80.5 LBD Devil’s Backbone Park & Campground
One of the most beautiful parks on the Middle Mississippi straddles the Devil’s Backbone, a ridge of limestone leftover from the glacial days when torrents of water 20-30 times the Mississippi is today scoured everything movable out of the valley and deposited rocks, gravel, sand and mud. As it receded, the falling waters left behind monuments of the surrounding hills in the valley such as the Devil’s Backbone.

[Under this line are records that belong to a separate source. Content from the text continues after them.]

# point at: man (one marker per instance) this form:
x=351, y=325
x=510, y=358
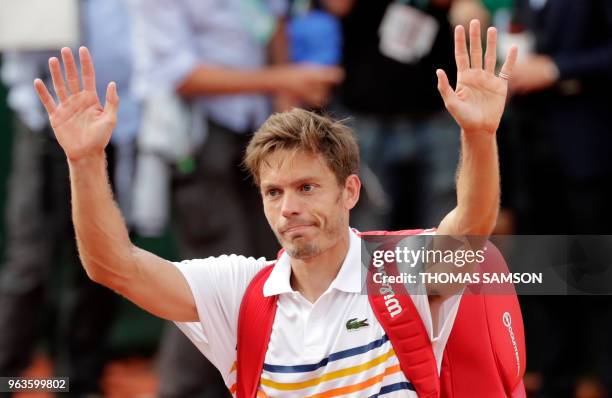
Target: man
x=40, y=235
x=305, y=166
x=228, y=59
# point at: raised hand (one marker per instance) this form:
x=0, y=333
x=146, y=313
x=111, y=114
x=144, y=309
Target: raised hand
x=82, y=127
x=478, y=101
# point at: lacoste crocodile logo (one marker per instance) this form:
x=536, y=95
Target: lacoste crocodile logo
x=353, y=324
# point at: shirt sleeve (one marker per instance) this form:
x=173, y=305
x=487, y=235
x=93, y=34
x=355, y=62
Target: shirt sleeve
x=163, y=45
x=218, y=285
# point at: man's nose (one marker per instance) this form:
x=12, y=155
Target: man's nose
x=291, y=205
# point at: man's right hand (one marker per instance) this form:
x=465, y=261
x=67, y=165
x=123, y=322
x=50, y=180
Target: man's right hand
x=310, y=83
x=82, y=127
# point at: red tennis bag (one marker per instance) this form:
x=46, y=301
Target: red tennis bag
x=484, y=356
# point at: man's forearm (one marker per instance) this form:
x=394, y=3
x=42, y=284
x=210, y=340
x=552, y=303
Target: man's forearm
x=102, y=237
x=478, y=187
x=220, y=80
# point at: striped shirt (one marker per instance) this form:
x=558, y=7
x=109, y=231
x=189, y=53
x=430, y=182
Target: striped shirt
x=333, y=347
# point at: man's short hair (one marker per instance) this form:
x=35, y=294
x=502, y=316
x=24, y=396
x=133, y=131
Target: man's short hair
x=299, y=129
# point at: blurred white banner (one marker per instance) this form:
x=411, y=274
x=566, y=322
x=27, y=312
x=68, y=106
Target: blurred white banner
x=38, y=24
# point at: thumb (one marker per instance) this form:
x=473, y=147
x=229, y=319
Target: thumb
x=112, y=99
x=446, y=91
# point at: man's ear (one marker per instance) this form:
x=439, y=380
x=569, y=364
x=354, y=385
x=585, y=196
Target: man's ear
x=352, y=187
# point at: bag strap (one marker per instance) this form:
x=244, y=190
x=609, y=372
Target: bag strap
x=407, y=335
x=400, y=319
x=255, y=321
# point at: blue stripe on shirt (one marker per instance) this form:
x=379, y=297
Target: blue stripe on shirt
x=393, y=387
x=333, y=357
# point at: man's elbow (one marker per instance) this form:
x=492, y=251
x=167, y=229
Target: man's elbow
x=339, y=8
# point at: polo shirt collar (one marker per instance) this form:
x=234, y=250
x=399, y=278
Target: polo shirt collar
x=348, y=278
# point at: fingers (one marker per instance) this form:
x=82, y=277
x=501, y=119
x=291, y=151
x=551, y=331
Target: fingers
x=510, y=61
x=58, y=80
x=331, y=75
x=461, y=57
x=112, y=99
x=72, y=74
x=491, y=54
x=446, y=91
x=475, y=44
x=45, y=97
x=87, y=70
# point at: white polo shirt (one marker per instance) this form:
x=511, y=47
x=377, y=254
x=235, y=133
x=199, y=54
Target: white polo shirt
x=312, y=352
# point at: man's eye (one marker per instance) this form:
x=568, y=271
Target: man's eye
x=272, y=193
x=307, y=187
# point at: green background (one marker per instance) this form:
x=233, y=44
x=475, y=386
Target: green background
x=135, y=332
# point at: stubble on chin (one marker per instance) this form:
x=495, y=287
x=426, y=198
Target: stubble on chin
x=304, y=251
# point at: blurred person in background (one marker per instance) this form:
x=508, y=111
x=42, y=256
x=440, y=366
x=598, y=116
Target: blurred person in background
x=560, y=111
x=229, y=61
x=390, y=50
x=39, y=228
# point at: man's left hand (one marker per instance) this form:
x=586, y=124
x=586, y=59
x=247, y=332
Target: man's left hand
x=478, y=101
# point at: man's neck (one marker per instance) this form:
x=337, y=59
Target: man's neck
x=312, y=277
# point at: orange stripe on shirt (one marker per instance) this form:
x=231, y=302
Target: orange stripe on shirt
x=359, y=386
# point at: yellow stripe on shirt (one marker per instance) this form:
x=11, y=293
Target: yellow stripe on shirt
x=329, y=376
x=335, y=392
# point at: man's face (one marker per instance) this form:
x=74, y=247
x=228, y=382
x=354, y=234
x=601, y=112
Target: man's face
x=305, y=207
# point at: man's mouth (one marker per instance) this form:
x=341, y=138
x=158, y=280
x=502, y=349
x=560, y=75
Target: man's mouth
x=295, y=228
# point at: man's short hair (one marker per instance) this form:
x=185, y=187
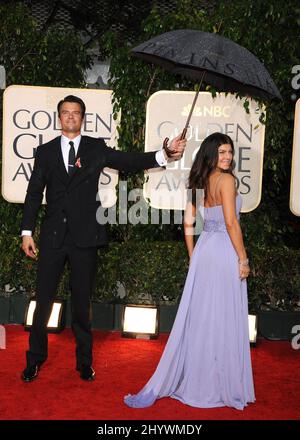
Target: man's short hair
x=72, y=98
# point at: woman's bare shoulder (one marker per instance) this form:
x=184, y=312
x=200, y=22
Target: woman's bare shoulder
x=227, y=181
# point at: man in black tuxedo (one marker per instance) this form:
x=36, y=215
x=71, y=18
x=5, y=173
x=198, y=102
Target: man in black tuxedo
x=69, y=167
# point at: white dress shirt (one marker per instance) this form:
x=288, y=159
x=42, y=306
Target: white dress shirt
x=65, y=148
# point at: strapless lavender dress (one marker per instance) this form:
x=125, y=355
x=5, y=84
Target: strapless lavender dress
x=206, y=362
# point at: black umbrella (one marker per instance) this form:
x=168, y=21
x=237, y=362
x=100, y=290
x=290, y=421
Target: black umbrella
x=210, y=57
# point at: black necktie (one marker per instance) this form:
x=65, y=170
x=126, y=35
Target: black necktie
x=71, y=160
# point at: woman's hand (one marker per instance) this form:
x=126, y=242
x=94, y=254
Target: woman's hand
x=244, y=268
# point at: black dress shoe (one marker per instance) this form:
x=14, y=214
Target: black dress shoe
x=30, y=373
x=87, y=373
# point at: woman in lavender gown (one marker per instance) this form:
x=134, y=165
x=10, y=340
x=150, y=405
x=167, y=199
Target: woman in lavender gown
x=206, y=362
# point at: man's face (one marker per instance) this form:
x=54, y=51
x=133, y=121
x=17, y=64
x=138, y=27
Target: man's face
x=70, y=117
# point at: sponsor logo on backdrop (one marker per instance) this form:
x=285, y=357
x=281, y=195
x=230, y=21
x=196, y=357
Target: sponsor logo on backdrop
x=167, y=112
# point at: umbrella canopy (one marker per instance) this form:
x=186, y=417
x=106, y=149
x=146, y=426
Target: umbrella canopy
x=226, y=65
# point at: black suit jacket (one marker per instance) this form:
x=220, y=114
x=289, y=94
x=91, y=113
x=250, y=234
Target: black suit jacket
x=72, y=200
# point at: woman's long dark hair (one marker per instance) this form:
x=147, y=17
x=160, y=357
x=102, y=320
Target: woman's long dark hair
x=206, y=161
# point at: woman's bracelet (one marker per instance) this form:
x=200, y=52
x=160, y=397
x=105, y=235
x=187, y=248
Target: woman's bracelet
x=244, y=262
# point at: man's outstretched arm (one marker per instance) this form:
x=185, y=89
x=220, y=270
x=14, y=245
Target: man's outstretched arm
x=131, y=162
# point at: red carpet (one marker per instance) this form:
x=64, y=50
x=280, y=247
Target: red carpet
x=124, y=365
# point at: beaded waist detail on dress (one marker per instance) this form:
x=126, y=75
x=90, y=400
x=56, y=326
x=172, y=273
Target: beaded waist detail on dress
x=214, y=226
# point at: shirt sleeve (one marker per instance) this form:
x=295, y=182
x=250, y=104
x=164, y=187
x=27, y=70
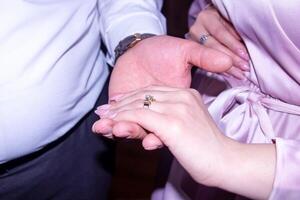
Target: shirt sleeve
x=196, y=7
x=121, y=18
x=287, y=176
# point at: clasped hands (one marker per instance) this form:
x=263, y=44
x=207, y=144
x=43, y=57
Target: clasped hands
x=167, y=61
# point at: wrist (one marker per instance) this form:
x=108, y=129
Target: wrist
x=129, y=42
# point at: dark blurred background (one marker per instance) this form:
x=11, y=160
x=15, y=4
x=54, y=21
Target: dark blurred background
x=138, y=171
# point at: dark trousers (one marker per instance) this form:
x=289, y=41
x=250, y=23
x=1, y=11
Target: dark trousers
x=76, y=166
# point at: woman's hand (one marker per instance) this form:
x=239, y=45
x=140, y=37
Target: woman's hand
x=223, y=37
x=181, y=121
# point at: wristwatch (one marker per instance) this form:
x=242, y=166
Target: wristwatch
x=130, y=42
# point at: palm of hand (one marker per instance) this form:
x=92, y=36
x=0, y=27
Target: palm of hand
x=154, y=61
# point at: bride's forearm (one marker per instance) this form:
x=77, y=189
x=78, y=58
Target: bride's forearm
x=249, y=169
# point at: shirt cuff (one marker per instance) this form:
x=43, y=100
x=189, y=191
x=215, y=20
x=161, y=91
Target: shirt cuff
x=129, y=25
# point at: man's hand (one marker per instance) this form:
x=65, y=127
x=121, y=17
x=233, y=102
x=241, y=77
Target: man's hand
x=163, y=60
x=159, y=60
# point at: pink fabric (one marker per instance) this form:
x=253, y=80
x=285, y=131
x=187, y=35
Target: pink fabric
x=266, y=106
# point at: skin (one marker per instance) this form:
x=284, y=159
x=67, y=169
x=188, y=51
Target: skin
x=191, y=135
x=181, y=121
x=159, y=60
x=223, y=37
x=149, y=62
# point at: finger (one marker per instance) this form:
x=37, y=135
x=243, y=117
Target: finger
x=152, y=142
x=207, y=58
x=231, y=29
x=237, y=61
x=150, y=120
x=128, y=130
x=215, y=44
x=236, y=72
x=138, y=101
x=103, y=127
x=221, y=33
x=141, y=90
x=158, y=107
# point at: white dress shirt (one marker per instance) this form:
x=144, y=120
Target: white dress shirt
x=51, y=66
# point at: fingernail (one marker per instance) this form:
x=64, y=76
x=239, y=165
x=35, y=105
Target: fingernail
x=103, y=107
x=101, y=113
x=239, y=75
x=94, y=128
x=116, y=97
x=243, y=54
x=153, y=147
x=244, y=66
x=111, y=114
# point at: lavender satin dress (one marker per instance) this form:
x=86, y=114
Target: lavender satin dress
x=264, y=108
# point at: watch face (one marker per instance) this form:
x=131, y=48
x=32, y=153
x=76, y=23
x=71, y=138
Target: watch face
x=129, y=42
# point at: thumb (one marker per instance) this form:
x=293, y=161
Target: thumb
x=207, y=58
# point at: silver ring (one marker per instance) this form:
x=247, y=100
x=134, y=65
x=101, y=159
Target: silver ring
x=149, y=99
x=203, y=38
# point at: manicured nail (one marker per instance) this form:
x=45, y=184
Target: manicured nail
x=238, y=74
x=111, y=114
x=103, y=107
x=243, y=54
x=101, y=113
x=244, y=66
x=116, y=97
x=153, y=147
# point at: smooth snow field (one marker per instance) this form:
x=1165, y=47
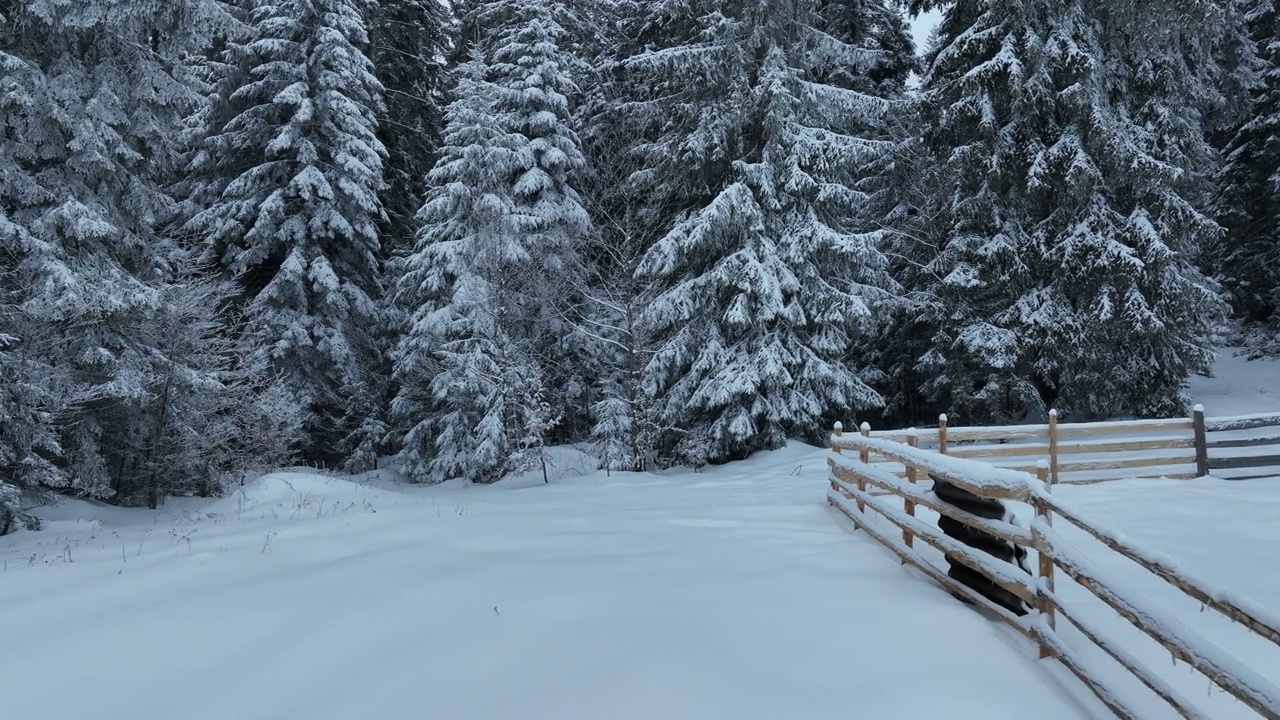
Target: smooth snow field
x=734, y=593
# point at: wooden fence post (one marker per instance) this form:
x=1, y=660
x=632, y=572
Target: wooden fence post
x=910, y=504
x=1201, y=441
x=865, y=456
x=1052, y=447
x=1046, y=563
x=837, y=429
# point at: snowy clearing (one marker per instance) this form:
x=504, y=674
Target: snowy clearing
x=732, y=593
x=1239, y=386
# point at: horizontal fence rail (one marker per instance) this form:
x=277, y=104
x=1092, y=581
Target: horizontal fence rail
x=863, y=479
x=1242, y=447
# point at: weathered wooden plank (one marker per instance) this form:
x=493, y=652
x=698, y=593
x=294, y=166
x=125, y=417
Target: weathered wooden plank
x=1251, y=688
x=1242, y=422
x=1069, y=659
x=1133, y=665
x=1242, y=442
x=1010, y=450
x=1174, y=425
x=933, y=573
x=1006, y=432
x=973, y=475
x=1198, y=434
x=1165, y=572
x=1111, y=464
x=894, y=486
x=1125, y=463
x=1002, y=574
x=1244, y=461
x=1097, y=481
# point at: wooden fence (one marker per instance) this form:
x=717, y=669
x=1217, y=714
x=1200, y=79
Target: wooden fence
x=854, y=473
x=1239, y=447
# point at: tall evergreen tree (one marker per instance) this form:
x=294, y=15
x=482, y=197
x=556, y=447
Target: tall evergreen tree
x=1069, y=195
x=103, y=367
x=1247, y=256
x=764, y=278
x=287, y=191
x=410, y=41
x=497, y=258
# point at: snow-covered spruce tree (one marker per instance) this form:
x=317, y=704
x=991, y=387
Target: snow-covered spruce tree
x=28, y=440
x=872, y=24
x=113, y=354
x=497, y=259
x=764, y=278
x=410, y=41
x=287, y=191
x=1246, y=259
x=1066, y=195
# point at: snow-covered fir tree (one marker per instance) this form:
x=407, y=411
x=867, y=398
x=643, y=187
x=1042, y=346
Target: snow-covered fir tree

Devil’s Backbone is an unusual limestone ridge that runs for about one-half mile along the eastern shore of the Mississippi River at Grand Tower. At the north edge of the Backbone, there is steep gap and then the Devil’s Bake Oven, a larger rock that stands on the edge of the river and rises to heights of nearly one hundred feet. These two landmarks were used by river men to signal a shallow spot in the Mississippi River. Before the river was dammed, keelboats and barges were towed over the sandbars using mules. This bottleneck became a natural hijacking area for river pirates. The raids by river pirates became so bad that in 1803, a detachment of U.S. Cavalrymen were dispatched to drive the outlaws from the area. In the late 1800s an iron foundry was built on the hillside on Devil’s Backbone. (From Great River Road)
You can make a primitive camp on the sandbar downstream of Devil’s Bake Oven (Rock Cliff) if the water is below 20 on the Chester Gage. But if you don’t mind being amongst RVs and car campers, you might want to camp at nearby Devil’s Backbone Park & Campground and enjoy hot showers and running water. The primitive camping for us paddlers with tents is located at the north and south ends of the park. Take a walk and pick out your place, and then paddle up as close as you can get for easy access from the river. Devil’s Backbone Park sits upon the River to River Trail, as well as the Lewis and Clark Expedition Trail. There are hiking trails into the Backbone. Campfires are permitted, and firewood can be acquired on site. The park also supplies fire rings and picnic tables as requested. Fees for tent camping is $7.50/day.
Note: You will find another ideally located public campground 14 miles downstream at Trail of Tears State Park, which has showers, laundry, and WIFI.
The River to River Trail (American Discovery Trail)
The River to River Trail crosses 160 miles of Southern Illinois from Battery Rock on the Ohio River to Devil’s Backbone Park in Grand Tower Illinois on the Mississippi River. The River to River trail is part of the American Discovery Trail that extends 5,000 miles coast to coast from Cape Henlopen State Park in Delaware to Point Reyes National Seashore in California, and claims to be our only cast to coast non-motorized recreational trail.